There I was, crying in the corner of the magnificent music venue, S.P.A.C.E., up in Evanston, Illinois.
I was not in tears because of anxiety or fear. I was not in tears because someone had hurt me, or hurt someone close to me. I also was not in tears because of joy or overwhelming happiness. I was in tears because of a simple line in a "tongue in cheek" song from Will Hoge.
Jesus Came Down to Tennessee, is a song about Jesus coming down to Earth and seeing what a mess we have made of the planet. The song makes commentary on, among other things, having children out of wedlock, homosexuality and the ability of humans to correct the poverty, greed and hatred that has come to be sensationalized in modern times. But it was not any of those particular "hot button" issues that struck me in the song, no, it was quite a different and more basic emotion.
"What part of love your neighbor, is so hard to understand?"
That is the line. It hits hard in so many ways. The first time I heard it, I was sitting in the Stardust Theater of the Norweigan Pearl on The Rock Boat 16. I was only a handful of hours removed from being personally attacked and threatened by the very people that hosted the cruise. I was a couple of days removed from finding out that several individuals had gone out of their way to actively promote a "movement" against me, all because I desired to play for some of my friends, and support my art.

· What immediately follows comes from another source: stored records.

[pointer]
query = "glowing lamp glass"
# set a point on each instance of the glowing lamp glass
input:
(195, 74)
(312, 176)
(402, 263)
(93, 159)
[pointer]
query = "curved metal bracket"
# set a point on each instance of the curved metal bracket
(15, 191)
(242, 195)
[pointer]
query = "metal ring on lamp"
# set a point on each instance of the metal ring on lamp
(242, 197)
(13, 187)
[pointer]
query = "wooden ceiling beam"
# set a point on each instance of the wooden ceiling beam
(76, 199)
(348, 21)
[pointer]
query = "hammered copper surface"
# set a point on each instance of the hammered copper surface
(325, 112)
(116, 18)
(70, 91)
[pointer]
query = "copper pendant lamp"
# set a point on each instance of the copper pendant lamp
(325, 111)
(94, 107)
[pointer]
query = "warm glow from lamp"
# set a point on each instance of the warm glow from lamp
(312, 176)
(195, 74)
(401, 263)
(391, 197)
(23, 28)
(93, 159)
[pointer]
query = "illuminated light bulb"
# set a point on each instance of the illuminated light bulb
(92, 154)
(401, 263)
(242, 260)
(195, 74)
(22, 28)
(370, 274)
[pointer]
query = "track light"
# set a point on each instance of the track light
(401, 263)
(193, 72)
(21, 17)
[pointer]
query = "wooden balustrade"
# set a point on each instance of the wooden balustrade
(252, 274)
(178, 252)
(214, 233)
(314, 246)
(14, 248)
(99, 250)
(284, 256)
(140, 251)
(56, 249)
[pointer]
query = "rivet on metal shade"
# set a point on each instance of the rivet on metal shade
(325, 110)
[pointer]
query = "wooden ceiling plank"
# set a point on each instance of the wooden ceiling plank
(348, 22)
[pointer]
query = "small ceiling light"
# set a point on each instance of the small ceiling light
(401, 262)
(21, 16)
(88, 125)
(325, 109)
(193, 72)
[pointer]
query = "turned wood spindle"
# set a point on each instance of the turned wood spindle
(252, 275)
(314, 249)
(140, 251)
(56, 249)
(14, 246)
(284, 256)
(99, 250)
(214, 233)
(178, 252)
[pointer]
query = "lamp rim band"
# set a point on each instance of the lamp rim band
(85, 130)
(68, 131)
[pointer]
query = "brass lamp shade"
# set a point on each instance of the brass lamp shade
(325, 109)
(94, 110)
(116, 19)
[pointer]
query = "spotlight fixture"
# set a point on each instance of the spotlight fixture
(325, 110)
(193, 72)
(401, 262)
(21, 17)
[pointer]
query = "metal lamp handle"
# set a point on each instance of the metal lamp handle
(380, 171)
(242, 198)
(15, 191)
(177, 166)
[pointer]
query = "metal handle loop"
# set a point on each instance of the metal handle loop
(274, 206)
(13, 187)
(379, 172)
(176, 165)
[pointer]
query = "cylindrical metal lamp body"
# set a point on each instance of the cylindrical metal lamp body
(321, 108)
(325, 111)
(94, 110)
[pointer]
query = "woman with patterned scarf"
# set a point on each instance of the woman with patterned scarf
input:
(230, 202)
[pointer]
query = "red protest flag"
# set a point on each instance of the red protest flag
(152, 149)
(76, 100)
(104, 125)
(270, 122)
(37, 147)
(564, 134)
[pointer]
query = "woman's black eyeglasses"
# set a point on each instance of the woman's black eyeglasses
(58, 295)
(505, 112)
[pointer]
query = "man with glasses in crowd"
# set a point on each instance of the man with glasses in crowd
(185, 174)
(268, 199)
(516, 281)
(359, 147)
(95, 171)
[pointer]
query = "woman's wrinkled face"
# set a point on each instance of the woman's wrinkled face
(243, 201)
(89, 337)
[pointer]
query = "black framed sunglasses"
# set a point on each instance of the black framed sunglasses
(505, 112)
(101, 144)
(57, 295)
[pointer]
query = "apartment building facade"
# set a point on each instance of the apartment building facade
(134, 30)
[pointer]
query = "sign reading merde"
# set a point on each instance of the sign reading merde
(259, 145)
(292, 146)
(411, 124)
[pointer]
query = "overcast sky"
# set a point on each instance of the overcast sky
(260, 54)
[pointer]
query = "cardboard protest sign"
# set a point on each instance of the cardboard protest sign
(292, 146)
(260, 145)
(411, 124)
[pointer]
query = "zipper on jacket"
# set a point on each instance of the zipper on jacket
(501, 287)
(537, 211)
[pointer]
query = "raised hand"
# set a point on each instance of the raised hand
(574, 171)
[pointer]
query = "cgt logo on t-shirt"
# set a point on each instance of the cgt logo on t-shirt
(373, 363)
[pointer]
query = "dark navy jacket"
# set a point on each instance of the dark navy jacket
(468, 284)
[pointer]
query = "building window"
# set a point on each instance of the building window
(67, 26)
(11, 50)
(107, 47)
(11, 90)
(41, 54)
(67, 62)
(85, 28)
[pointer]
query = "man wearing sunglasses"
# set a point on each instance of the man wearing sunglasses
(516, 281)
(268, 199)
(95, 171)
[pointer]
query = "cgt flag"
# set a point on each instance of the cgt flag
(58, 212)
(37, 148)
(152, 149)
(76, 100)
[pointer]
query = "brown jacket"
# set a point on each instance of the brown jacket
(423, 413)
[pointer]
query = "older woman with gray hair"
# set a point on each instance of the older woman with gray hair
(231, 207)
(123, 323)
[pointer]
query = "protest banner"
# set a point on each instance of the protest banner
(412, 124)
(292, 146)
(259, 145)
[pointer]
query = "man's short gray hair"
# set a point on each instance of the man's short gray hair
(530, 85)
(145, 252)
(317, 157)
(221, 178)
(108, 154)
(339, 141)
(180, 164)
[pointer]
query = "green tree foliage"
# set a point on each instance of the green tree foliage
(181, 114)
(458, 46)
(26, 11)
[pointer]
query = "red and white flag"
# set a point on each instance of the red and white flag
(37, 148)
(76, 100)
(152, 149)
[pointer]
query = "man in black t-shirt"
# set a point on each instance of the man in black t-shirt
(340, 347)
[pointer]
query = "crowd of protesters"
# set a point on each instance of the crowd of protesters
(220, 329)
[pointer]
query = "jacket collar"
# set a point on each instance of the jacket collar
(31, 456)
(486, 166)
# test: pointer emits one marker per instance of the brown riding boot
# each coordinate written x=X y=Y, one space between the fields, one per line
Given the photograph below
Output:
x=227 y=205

The reaction I had in that Theater, after those events, was not dissimilar from what occurred at S.P.A.C.E. The question posed by Will in his tune, is so simplisticially complex. How many of all the problems around the world could be solved by answering that question? What would happen if we accepted that, as humans, with severely different circumstances, ecosystems, markets, weather, religions, races and creeds, that we are all in this together. That what makes us different, is what makes us necessary. That what you might not be able to muster in yourself, you might find in your neighbor.
For me, the sentiment hit me like Ali uppercut to the chin ... how, on this Boat, with a collection of musicians, singing songs about love, togetherness and the lessons of life, could people still be missing the simple instruction to love your neighbor?
I came to a realization for myself at that very moment. I am very fortunate. I am fortunate to have fans and friends that truly support me. They know me as a person. They know how much I care about each and every one of them. They know how important it is to me, to live with integrity and honesty. They not only listen to, and enjoy my songs, they feel them, they respond to them, and they are impacted by them. It was at that moment, that I realized that there is an art to supporting an artist.
Yes, some people post photos, tweet, and share videos or funny comments, and each one of those is immediately helpful to the artist and his career. Other peple recognize the talent on a stage, or simply love having high quality entertainment to provide a soundtrack to their party. Then there are the supporters that touch your life as an artist. They befriend you, they maintain a relationship with you, they hug you, they cry with you and they laugh through tears with you. They listen to your song and they feel the pain you had when you first wrote it, or they smile at the hidden meaning behind certain lines.
There simply can never be a thank you big enough for those people. They understand the art of support, and they truly love, just like Will's Jesus would have wanted.